Tuesday, November 30, 2004

sigh

I cried myself to sleep last night. It happens sometimes. I must learn how to channel my emotions into a more positive and productive tone.

I’m so alone. And I’m confused. And I’m afraid. The future scares me. I thought I had it all figured out. It being the future. I thought all that could help determine the future is to graduate. To think getting myself into college and university would solve the riddle of the sphinx. It only made things more perplexing. I’m terrified of what the future holds for me. I’m fearful that I will be unhappy and lead a miserable solitude life… even though I have tried so hard to avoid the circumstance from happening.

People say that nothing good could ever come out of trying to please everyone, and we should only do things to please ourselves. I suppose that person did not come from a typical Chinese family. In a Chinese family, the only way to try to please yourself is by first pleasing others. First in line,your parents. There is the whole ‘face’ issue to deal with and that is very very tricky. I love my parents very very much and I know how much they have sacrificed to make everything possible for me. We used to be so poor you know. Like really really poor. I remember back in those times when we lived in a tiny house in Taman Sri Rampai, we had almost NO furniture in the house except for a green 2-door fridge at one corner and a couple of bamboo settees at another. There was so much space in the hall I could drive this battery-operated jeep all around the room. The only perks that ever occurred were once in awhile Mmmy would fry keropok or she’d slow-cook corn thong-suey. Something great must have happened if she cooked thong-suey.

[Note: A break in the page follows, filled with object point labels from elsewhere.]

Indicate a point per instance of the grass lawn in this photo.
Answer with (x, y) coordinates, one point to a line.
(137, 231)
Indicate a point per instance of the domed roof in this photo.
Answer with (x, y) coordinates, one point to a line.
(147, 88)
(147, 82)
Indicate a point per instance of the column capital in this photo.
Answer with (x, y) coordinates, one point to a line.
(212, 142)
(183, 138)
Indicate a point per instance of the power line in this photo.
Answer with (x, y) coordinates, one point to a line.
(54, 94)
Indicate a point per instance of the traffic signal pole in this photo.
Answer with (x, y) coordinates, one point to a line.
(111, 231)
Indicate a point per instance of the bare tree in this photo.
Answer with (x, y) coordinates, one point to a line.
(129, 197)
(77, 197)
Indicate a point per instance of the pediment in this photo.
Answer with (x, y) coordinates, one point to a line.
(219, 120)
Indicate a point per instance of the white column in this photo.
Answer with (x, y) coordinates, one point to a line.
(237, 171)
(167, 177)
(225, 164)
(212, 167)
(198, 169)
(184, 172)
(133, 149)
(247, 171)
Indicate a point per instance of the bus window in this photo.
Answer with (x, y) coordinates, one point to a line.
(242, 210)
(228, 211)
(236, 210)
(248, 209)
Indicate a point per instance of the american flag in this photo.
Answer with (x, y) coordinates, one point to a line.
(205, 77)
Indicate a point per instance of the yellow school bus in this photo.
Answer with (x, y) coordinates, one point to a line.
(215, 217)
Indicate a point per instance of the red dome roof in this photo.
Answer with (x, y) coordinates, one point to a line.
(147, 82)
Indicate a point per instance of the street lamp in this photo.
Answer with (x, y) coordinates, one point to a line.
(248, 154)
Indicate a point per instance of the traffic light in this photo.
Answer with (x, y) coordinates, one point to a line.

Like if it’s my birthday or something. And birthdays used to be just a slice of banana or pandan sponge cake from pasar malam. We were poor alright. By the time Sophiekins was born the family had started to creep into the average-income box so perhaps she doesn’t quite comprehend the family circumstances as much as I did cos I was there from Taman Sri Rampai to SS2 to Taman Mayang Jaya and now here in Mutiara Damansara. I know when people look at me, all they see is some pampered Daddy’s girl who uses the Amex Platinum like it’s fucking tissue or something. Like I don’t know how much blood sweat tears it took for my Dddy to earn the cash only for me to throw it away over material posessions. Trust me, I know. I’ve known the value of money since I was born and it might have took people to start working or their family to go bankrupt before they could recognize the worth of cash but I have been taught it since the day I was born. But of course, all they see is some pampered Daddy’s girl who uses the Amex like it’s tissue. Heh society. They’re such a joke sometimes.